# Compatible schooling fish with gouramis?



## jeffro0050 (Apr 4, 2010)

Anyone have any advice to give on the subject? I have a 55 gallon tank.

I'm currently eyeing Harlequin Rasboras and Serpae tetras in numbers of 10-15 to go along with some of the smaller species of gouramis(max 3-4 inches).

Does this sound reasonable? 

I was originally considering tiger barbs since they get a bit larger and can hold their own against the larger species of gourami(blue/kissing), but from what I have read they are very aggressive fin nippers.

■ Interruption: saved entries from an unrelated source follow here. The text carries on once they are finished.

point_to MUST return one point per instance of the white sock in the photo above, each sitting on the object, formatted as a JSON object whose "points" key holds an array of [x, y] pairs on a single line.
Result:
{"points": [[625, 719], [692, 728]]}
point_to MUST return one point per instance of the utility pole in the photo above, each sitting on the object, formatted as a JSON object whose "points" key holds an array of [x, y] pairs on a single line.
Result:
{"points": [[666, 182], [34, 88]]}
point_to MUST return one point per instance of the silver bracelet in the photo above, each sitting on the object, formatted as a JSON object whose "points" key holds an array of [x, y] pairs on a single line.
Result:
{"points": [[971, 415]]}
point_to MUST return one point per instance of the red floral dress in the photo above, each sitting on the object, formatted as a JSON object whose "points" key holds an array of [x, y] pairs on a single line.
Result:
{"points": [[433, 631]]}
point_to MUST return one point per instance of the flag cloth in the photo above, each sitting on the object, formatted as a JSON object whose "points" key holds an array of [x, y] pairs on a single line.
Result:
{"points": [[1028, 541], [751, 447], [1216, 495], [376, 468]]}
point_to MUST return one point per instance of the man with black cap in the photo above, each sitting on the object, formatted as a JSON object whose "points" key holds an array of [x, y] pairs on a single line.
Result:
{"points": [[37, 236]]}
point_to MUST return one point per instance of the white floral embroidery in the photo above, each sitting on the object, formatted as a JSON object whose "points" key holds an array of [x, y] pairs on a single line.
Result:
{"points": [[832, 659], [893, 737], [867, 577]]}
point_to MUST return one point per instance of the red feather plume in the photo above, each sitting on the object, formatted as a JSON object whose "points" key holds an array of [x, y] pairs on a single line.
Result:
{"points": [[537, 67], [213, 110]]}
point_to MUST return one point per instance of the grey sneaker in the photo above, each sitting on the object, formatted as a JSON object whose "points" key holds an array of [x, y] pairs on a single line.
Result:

My tank will be heavily planted on all levels of the aquarium and I intend to have several SAE's as cleanup. Any suggestions? I am looking for a colorful peaceful schooling fish that have very tight formations(I knew when I looked at the large tank of rasboras that I really wanted to get them in if they wouldn't be bullied and killed).


----------



## ladyonyx (Apr 20, 2009)

Cardinal tetras. Tight schoolers, attractive fish, relatively docile, eat readily, bigger than neons, and hardy


----------



## squirrelcrusher (Sep 23, 2009)

My planted 55 has 2 gourami, large blue with 2 spots, and a dwarf and they get along with all thier tank mates


----------



## jeffro0050 (Apr 4, 2010)

Good to know! Appreciate the info.


----------